Today global civil society and privacy advocates draw attention to the mass surveillance that digital life and tools – and the complicity of corporate entities – has engendered. The NSA and Edward Snowden scandals are just the latest revelations in a crisis that has been growing for years; witness this Wired article that discusses whistleblower Mark Klein’s divulging of AT&T’s secret surveillance closets back in the early-mid 2000s. Critical to the Snowden affair is an understanding of the role that independent investigative journalism, unfettered by deep corporate ties and media conglomeration, has played in making the information available to a world audience.
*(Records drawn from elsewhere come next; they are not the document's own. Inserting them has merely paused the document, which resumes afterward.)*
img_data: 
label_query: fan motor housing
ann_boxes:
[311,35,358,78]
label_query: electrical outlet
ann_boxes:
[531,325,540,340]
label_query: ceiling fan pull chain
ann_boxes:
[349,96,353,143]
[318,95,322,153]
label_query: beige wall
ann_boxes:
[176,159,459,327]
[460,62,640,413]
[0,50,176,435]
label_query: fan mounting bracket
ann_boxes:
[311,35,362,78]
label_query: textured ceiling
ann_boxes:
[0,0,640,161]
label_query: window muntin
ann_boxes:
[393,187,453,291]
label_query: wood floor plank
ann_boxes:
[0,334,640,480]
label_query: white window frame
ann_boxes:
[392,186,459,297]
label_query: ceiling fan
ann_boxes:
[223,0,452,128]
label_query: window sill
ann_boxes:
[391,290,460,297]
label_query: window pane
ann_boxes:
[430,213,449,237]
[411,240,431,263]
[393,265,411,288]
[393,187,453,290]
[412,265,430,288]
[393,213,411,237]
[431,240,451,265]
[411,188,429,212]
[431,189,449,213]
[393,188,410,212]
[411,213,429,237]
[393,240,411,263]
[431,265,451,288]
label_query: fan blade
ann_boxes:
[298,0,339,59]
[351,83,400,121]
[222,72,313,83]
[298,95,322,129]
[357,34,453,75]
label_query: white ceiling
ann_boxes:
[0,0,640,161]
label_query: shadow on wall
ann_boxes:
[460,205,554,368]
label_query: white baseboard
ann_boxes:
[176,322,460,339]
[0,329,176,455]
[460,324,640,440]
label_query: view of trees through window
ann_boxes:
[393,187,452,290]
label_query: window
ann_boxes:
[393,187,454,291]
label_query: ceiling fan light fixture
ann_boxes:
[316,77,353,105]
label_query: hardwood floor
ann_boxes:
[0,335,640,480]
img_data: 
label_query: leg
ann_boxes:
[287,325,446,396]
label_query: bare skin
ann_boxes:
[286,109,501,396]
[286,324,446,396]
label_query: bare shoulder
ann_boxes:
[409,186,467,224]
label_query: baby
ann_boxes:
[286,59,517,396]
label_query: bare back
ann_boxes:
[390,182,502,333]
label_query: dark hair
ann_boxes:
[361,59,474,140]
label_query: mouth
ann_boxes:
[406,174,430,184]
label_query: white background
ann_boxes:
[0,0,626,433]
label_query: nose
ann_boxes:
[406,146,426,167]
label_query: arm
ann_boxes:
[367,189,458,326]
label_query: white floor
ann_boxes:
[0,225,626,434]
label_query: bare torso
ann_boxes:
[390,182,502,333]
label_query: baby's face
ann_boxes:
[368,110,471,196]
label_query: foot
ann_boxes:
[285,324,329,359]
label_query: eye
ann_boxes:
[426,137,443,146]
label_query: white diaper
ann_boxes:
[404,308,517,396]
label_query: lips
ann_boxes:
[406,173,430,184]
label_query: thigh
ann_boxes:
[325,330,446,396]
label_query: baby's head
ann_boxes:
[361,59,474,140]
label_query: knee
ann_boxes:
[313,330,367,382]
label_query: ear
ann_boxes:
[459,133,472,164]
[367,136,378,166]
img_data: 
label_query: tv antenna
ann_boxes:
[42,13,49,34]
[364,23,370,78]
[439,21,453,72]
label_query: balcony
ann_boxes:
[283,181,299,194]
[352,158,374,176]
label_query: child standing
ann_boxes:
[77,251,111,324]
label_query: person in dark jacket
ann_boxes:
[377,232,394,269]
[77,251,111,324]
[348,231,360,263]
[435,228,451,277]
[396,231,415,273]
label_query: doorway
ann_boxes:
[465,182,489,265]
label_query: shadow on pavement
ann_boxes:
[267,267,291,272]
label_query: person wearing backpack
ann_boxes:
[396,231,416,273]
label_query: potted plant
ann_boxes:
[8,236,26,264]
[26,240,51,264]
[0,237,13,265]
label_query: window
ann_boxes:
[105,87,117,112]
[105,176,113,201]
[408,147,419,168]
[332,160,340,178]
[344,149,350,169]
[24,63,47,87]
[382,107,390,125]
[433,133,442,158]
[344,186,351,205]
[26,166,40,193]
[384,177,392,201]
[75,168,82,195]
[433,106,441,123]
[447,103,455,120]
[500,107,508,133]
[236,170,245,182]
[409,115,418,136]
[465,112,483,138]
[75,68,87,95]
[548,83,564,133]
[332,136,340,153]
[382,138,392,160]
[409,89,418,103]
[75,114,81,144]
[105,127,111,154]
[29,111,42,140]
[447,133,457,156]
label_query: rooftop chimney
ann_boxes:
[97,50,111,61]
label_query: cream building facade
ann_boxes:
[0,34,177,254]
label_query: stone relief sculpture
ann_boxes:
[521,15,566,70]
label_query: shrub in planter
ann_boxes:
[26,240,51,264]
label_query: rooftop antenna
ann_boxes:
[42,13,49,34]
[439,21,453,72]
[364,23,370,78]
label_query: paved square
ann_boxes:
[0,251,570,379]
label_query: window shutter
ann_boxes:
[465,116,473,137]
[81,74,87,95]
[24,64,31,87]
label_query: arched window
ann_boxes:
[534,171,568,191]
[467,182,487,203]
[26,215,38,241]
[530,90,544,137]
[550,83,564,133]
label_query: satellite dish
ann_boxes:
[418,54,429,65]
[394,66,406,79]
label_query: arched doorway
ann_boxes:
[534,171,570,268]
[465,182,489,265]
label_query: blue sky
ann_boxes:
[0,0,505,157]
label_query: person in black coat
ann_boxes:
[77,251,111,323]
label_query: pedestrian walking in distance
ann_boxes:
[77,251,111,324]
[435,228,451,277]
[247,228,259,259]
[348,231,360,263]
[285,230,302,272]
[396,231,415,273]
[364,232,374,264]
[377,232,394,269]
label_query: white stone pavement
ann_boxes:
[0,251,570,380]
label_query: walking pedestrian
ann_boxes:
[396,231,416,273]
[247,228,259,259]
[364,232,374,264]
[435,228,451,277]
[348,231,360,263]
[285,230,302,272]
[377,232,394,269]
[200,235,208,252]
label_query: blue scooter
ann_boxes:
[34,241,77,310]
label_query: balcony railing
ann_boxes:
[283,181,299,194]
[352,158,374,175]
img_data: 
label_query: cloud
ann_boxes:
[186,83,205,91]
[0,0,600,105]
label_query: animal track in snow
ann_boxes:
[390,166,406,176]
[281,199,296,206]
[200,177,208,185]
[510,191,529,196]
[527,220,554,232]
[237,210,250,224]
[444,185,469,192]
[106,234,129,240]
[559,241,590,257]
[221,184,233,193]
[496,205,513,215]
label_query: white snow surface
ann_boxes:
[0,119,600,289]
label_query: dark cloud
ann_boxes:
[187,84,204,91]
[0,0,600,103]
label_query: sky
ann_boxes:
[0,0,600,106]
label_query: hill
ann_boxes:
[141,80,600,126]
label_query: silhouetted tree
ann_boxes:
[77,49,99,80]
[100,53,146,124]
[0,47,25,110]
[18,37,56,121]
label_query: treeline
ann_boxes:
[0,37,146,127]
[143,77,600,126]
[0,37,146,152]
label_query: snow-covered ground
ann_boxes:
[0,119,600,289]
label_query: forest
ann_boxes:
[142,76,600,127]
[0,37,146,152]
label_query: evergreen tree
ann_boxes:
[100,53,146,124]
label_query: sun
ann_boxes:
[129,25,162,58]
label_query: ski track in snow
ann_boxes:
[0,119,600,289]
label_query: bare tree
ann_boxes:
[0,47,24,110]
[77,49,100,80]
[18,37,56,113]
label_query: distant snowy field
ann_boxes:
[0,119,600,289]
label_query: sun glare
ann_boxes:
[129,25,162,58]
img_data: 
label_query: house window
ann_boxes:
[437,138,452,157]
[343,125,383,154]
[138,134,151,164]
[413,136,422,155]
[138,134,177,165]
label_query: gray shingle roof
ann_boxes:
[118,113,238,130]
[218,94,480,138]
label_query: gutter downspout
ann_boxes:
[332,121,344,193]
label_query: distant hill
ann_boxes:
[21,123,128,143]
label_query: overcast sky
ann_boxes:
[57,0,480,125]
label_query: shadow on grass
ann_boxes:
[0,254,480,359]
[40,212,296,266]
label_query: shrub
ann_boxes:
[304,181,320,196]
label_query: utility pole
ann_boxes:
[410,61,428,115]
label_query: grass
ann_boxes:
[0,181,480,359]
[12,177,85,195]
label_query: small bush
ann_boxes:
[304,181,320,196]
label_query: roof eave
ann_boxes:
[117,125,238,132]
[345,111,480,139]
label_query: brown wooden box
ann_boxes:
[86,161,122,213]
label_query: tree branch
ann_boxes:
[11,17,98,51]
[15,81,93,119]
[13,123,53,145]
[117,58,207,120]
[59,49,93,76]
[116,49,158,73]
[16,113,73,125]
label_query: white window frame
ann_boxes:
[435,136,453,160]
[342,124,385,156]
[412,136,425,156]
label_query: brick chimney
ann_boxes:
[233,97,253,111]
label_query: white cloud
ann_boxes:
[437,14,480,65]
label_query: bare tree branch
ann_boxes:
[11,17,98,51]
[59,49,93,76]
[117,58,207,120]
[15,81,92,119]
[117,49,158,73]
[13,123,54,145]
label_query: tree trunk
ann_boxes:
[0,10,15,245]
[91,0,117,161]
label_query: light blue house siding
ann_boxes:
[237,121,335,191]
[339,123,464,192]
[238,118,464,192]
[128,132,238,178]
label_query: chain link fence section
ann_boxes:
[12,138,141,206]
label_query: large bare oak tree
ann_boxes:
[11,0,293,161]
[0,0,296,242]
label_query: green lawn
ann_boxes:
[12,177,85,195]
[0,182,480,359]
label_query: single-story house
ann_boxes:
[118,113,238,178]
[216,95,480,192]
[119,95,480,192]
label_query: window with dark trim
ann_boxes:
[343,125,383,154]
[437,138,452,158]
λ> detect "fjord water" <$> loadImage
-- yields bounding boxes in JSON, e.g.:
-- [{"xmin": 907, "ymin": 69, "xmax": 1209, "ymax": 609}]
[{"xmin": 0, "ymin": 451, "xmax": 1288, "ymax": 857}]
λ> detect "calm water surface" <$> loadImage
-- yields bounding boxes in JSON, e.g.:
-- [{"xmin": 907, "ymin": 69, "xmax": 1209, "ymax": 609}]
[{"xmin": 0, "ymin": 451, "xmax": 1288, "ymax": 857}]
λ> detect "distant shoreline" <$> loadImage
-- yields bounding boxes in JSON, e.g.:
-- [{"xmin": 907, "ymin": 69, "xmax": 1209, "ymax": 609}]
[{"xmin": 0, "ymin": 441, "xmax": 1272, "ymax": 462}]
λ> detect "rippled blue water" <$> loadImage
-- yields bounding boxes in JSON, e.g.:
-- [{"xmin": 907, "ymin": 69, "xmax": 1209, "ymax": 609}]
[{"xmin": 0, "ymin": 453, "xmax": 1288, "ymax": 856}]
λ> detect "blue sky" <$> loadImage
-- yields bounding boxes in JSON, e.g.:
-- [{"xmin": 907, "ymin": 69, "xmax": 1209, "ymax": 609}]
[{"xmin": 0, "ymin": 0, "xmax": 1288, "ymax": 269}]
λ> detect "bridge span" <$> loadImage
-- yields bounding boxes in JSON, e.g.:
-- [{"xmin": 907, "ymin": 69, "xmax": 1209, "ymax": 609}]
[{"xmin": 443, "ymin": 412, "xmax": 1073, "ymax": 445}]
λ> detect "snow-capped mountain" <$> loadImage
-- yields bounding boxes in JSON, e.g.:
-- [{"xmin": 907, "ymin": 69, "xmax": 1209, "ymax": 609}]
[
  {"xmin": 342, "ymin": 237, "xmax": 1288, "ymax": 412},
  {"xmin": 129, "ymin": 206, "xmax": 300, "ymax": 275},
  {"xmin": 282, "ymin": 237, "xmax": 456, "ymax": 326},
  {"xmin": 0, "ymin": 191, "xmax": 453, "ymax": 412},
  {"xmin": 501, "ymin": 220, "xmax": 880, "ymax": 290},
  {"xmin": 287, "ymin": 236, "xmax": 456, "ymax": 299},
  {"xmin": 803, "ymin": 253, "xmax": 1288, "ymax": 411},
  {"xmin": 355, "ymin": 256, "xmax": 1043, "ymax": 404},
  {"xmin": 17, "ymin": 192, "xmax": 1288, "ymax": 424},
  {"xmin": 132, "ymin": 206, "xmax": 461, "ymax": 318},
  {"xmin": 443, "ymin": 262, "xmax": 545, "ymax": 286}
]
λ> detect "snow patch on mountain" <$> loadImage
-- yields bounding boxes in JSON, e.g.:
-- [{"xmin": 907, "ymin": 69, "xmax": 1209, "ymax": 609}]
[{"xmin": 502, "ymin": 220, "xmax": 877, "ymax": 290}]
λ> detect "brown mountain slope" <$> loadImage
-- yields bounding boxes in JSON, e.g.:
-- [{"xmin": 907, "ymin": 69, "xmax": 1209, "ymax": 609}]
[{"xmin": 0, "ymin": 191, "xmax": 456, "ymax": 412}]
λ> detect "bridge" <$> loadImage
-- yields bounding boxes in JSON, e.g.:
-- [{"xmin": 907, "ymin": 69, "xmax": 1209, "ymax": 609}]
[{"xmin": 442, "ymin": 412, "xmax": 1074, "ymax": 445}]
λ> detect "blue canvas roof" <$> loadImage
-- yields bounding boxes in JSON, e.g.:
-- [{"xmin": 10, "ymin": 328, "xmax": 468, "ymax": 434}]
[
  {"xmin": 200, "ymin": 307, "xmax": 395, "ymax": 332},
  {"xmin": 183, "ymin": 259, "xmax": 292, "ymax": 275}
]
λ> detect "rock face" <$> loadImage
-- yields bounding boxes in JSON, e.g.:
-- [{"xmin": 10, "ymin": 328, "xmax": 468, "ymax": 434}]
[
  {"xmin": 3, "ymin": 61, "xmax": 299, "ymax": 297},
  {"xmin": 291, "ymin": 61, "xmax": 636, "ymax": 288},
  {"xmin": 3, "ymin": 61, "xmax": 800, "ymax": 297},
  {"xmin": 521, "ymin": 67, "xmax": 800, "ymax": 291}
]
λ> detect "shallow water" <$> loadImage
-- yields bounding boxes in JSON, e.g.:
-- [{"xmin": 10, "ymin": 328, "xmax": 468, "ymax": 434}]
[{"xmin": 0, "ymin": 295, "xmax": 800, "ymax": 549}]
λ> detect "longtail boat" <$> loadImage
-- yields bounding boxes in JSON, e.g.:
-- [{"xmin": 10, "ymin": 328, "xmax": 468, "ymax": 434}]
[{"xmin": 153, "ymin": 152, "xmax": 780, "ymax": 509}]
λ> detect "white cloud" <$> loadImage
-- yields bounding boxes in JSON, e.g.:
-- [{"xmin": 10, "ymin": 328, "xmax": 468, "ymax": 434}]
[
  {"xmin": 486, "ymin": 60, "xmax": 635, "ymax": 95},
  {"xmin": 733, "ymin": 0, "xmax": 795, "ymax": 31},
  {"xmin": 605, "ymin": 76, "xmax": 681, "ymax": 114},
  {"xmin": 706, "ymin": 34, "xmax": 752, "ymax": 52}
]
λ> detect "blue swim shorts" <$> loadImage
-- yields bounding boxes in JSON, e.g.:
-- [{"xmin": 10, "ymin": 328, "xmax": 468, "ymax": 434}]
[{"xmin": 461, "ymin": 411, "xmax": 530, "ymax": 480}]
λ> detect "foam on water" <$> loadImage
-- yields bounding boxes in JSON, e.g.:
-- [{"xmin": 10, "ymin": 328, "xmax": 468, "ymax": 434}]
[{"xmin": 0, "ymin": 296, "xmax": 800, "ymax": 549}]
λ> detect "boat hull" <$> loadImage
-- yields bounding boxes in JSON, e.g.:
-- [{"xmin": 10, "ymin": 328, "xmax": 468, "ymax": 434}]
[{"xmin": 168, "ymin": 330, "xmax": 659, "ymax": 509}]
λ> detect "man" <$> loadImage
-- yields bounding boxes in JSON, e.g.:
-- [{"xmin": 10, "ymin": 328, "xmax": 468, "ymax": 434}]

For that, we largely have Glenn Greenwald to thank. His fearless reporting has led to him living essentially in exile and to ongoing harassment of both him, as well as his partner. Resisting mass surveillance in the digital age carries with it a large cost.
Yet what Snowden, Klein, Greenwald and others have revealed is a stark truth: the ease of digital information capture, transfer and replication is, simply put, too strong a lure for the government and corporate entities/enablers/informants to resist. These surveillance programs, under the guise of national security, put Cold War-era analog programs to shame. It is an irresistible power that, unchecked, will continue.
Like most people involved in any sort of political action or advocacy and now in my 21st year online, I have long assumed that what I do and say and to whom I say it online is being collected by someone, somewhere. I am inclined to feel resigned about this fact, and go about my daily life. But I am increasingly aware that this sort of lax cynicism is not good enough anymore. While technologies such as Tor and others are being developed to respond technologically to the need for privacy and security for any number of legitimate applications, these maneuvers are likely not good enough and, furthermore, often raise the suspicion of the watchers just by being used. The only way to even begin to respond is to demand transparency and disclosure laws, and to continue to hold the government and those aiding and abetting them, such as AT&T, accountable.